8 Spruce Street Rentals Reach Sky-High Rates

8 Spruce StreetWithin the next six to eight weeks, some of Manhattan’s most expensive apartment rentals will become available, as the Financial District penthouses of New York by Gehry are to be listed on the market. The three units are expected to cost renters $40,000-60,000 a month, a yearly price point that can be equated to a down payment on any luxury condominium in New York City.

Described as the tallest residential building in the Western Hemisphere, New York by Gehry, located at 8 Spruce Street, towers 850 feet above Lower Manhattan. Views from the building’s top floors encompass all three bridges, and go on to look out past Brooklyn all the way to the Atlantic Ocean. It addition to its height, the building stands out with its iconic, undulating façade, and a newly constructed elementary school that comprises its first five floors.

Currently, low-lying lofts in neighborhoods like Greenwich Village and Tribeca stream in the most residential traffic, and rental towers are few and far between. The only structures similar to New York by Gehry are Silver Towers, a pair of Hell's Kitchen high-rises which each stand 60 stories tall, making them the next tallest residential buildings in Manhattan.

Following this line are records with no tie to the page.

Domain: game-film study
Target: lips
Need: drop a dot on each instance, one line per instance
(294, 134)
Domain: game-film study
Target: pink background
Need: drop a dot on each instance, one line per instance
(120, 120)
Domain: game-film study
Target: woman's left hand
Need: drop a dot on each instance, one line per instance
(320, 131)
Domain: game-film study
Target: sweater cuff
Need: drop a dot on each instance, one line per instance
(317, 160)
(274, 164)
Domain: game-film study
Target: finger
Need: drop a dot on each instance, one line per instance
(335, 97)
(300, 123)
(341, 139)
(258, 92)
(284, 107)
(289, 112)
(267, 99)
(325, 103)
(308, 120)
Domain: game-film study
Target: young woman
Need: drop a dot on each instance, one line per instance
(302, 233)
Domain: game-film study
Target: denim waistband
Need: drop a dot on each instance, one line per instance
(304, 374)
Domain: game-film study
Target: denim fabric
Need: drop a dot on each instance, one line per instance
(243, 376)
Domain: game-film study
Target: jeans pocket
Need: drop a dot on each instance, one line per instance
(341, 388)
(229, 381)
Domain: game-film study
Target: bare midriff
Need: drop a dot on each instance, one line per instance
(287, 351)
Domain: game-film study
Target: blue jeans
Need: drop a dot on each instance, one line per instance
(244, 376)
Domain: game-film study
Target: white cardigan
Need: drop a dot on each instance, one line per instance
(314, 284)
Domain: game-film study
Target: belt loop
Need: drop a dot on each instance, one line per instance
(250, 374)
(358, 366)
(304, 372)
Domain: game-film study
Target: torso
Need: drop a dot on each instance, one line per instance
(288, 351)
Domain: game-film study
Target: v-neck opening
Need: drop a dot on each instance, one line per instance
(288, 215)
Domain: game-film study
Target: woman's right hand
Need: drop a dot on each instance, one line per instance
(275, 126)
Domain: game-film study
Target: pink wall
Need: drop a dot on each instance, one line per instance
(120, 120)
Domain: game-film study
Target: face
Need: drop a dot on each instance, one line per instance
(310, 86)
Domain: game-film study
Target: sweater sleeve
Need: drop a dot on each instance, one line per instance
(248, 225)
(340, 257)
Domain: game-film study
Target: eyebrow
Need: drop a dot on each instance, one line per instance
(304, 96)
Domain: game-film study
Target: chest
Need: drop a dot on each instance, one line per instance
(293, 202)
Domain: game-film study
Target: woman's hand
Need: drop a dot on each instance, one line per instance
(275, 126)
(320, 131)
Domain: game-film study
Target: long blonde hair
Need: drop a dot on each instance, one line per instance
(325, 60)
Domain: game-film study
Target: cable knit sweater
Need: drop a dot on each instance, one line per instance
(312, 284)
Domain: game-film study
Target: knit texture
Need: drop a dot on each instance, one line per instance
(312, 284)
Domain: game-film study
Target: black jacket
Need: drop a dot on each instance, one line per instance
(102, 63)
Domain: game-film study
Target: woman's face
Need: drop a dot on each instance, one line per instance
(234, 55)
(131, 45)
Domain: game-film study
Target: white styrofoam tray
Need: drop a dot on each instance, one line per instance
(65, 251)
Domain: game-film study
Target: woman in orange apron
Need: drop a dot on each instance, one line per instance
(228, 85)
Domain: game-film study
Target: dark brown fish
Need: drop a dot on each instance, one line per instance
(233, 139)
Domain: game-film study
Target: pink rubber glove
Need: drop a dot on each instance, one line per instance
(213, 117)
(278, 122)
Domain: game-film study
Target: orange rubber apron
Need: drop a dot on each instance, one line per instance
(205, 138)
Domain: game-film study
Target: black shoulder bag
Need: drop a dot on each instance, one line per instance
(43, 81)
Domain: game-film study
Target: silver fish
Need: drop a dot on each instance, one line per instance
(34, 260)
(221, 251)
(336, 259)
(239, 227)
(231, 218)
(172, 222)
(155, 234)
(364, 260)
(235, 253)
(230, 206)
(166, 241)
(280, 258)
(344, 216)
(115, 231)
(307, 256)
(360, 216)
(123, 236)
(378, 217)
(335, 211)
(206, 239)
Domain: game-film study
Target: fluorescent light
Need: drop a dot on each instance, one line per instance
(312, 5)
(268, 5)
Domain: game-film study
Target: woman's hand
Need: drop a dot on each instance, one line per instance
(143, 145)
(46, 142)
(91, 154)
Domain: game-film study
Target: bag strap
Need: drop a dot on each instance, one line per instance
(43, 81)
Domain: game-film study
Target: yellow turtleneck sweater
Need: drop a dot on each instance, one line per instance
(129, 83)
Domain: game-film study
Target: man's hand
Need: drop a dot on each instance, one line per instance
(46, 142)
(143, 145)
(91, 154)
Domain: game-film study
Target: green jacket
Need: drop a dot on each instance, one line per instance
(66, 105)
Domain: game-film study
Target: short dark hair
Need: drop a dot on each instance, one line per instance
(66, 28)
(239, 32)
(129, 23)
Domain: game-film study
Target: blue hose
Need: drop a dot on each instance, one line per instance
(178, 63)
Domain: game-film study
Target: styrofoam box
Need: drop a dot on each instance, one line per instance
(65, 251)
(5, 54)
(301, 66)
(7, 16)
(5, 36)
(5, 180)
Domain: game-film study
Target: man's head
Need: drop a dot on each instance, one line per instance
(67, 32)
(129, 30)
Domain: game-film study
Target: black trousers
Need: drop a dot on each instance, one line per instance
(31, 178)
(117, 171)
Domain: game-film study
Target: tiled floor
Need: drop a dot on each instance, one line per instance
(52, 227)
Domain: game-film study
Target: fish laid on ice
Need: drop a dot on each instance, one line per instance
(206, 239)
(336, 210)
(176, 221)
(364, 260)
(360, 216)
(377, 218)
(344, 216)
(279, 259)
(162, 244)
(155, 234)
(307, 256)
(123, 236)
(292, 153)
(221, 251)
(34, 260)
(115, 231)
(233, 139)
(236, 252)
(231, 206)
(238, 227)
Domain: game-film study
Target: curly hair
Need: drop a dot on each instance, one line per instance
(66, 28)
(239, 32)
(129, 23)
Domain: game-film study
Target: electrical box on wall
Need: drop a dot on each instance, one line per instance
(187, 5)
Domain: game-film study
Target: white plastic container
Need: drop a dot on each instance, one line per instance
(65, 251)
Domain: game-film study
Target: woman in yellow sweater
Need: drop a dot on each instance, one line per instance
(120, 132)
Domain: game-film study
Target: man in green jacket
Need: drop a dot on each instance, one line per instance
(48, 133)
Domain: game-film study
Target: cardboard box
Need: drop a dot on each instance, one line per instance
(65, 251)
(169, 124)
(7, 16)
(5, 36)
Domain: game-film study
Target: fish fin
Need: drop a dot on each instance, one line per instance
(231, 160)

Initially, the top floors of New York by Gehry were going to be put up for sale, but with scarce rental inventory throughout Manhattan, project owners decided to make the three units rentals. With such a high monthly cost, the apartments are ideal for those that can afford to buy property, but choose to rent instead. 50% of the tenants above the 52nd floor at New York by Gehry earn more than $500,000 a year, and 20% make at least seven figures. This category of renters can be attributed to the city's influx of wealthy international and transient individuals that tend to be single, and appreciate the amenities and common areas of rental buildings. Although there is a current preference for ultra-luxury rentals within the housing market, condos are steadily making a comeback; it will be interesting to see how these units perform once they are officially listed.